Elizabeth Line: a greener approach

Source: RTM June/July 2018

Howard Smith, operations director for TfL Rail and the Elizabeth Line, outlines the key features of the brand-new, eco-friendly Old Oak Common depot which recently opened its doors in the capital.

Operations have begun at the new, purpose-built train depot at Old Oak Common which will support London’s newest railway, the Elizabeth Line.

The depot in west London, which is the UK’s first environmentally-friendly train maintenance facility, will be capable of stabling and maintaining up to 42 of the Elizabeth Line’s 70 new trains at any one time. The depot is opening in stages and maintenance started there from March this year. In May, it started operations to support the new TfL Rail services between Paddington (mainline) and Hayes & Harlington run with new Class 345 trains.

The depot will help TfL to reduce its running costs, as well as reducing CO2 emissions by over 500 tonnes each year compared to a depot with conventional infrastructure. The maintenance framework at the depot will play a crucial role in the day-to-day operations of the Elizabeth Line when it launches through central London in December, and the depot operations will really ramp up with more trains arriving in London ahead of this.

Over 30% of the depot’s power will be generated by an innovative renewable energy system, bringing impressive sustainability credentials to the TfL network. A hybrid of renewable sources integrate ground source heating and cooling  from  a  combination of energy piles and 150m deep bore holes, combined with rooftop solar panels providing electricity and hot water to the depot.

The depot was awarded as part of the contract for the new trains being delivered by Bombardier; it was built by Taylor Woodrow, the civil engineer division of VINCI Construction UK. It has 33 outdoor stabling roads and nine additional roads inside the Operations, Maintenance and Control building for the heavy cleaning and maintenance of wheels, motors or other train components. Two on-site train washes will allow each train to be washed every 48 hours.

MTR Crossrail will operate the Elizabeth Line on TfL’s behalf. The majority of its drivers are now based at Old Oak Common, where they are currently training with simulators that replicate a number of real-life scenarios, including adverse weather conditions, faulty signals or passenger alarms on-board. Drivers will be able to familiarise themselves with the trains and the Elizabeth Line route before they go out on the network with passengers.

The Elizabeth Line will transform rail travel in London with quicker, easier and more accessible journeys when it opens through central London. The new trains stabled at Old Oak Common will initially run from Paddington to Hayes and Harlington, with the Heathrow Connect trains continuing to operate to the airport. Testing continues to allow the new Elizabeth Line trains to be able to run into the Heathrow Airport.

Bombardier – which is building TfL’s 70-strong fleet of Elizabeth Lines trains – will operate the depot as part of a 32-yearlong construction and maintenance contract signed in 2014. Bombardier’s latest Automatic Vehicle Inspection System will increase reliability by scanning and analysing trains as they enter the depot, reducing the overall time needed for maintenance. Bombardier currently employs 80 staff at Old Oak Common, including eight apprentices who are critical to train testing and maintenance. This will increase to 110 staff by the summer, with an additional eight apprentices.

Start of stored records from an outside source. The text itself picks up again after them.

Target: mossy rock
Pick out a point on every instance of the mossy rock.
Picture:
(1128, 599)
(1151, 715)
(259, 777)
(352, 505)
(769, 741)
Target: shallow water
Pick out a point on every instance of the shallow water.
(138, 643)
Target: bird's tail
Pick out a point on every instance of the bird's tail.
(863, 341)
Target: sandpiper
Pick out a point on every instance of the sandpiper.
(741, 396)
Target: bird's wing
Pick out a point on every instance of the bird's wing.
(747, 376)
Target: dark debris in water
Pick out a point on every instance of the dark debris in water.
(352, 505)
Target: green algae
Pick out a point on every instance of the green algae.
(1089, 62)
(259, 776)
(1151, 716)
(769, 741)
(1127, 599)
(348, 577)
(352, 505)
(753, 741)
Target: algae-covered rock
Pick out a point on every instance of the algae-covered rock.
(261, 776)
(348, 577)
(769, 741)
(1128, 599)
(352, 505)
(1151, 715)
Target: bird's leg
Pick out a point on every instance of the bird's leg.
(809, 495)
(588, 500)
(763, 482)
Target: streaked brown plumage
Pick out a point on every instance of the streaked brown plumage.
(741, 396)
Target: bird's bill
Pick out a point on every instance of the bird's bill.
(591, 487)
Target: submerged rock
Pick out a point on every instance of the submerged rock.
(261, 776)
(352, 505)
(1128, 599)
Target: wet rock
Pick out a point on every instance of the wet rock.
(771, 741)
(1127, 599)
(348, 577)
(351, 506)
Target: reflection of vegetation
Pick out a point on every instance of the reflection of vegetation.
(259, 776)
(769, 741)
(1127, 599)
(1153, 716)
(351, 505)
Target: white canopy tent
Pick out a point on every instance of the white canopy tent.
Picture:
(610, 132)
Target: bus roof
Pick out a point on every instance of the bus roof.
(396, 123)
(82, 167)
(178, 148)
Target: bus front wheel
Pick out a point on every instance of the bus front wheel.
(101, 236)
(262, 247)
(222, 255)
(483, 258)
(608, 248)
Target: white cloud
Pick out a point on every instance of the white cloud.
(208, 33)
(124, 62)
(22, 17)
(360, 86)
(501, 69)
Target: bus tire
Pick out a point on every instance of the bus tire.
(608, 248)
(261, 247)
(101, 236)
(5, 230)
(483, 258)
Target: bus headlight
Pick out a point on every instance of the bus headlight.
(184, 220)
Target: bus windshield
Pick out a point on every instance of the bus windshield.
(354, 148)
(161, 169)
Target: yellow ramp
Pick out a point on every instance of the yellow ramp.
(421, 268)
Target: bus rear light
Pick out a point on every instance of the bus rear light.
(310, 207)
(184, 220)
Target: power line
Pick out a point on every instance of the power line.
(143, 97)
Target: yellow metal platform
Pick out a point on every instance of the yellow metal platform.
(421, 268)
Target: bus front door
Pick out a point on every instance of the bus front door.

The new railway is jointly sponsored by the DfT and TfL with support from London’s business community. It will connect stations such as Paddington to Canary Wharf in only 17 minutes, transforming how Londoners and visitors move across the capital.

Much of the construction has now been complete as we enter the final stages of delivering London’s newest railway. This is no mean feat and brings together the complex challenge of getting all the infrastructure, new track, signalling and trains together. We will have an extensive period of testing and trial operations before the central section opens this December, with the Elizabeth Line then becoming fully operational at the end of 2019.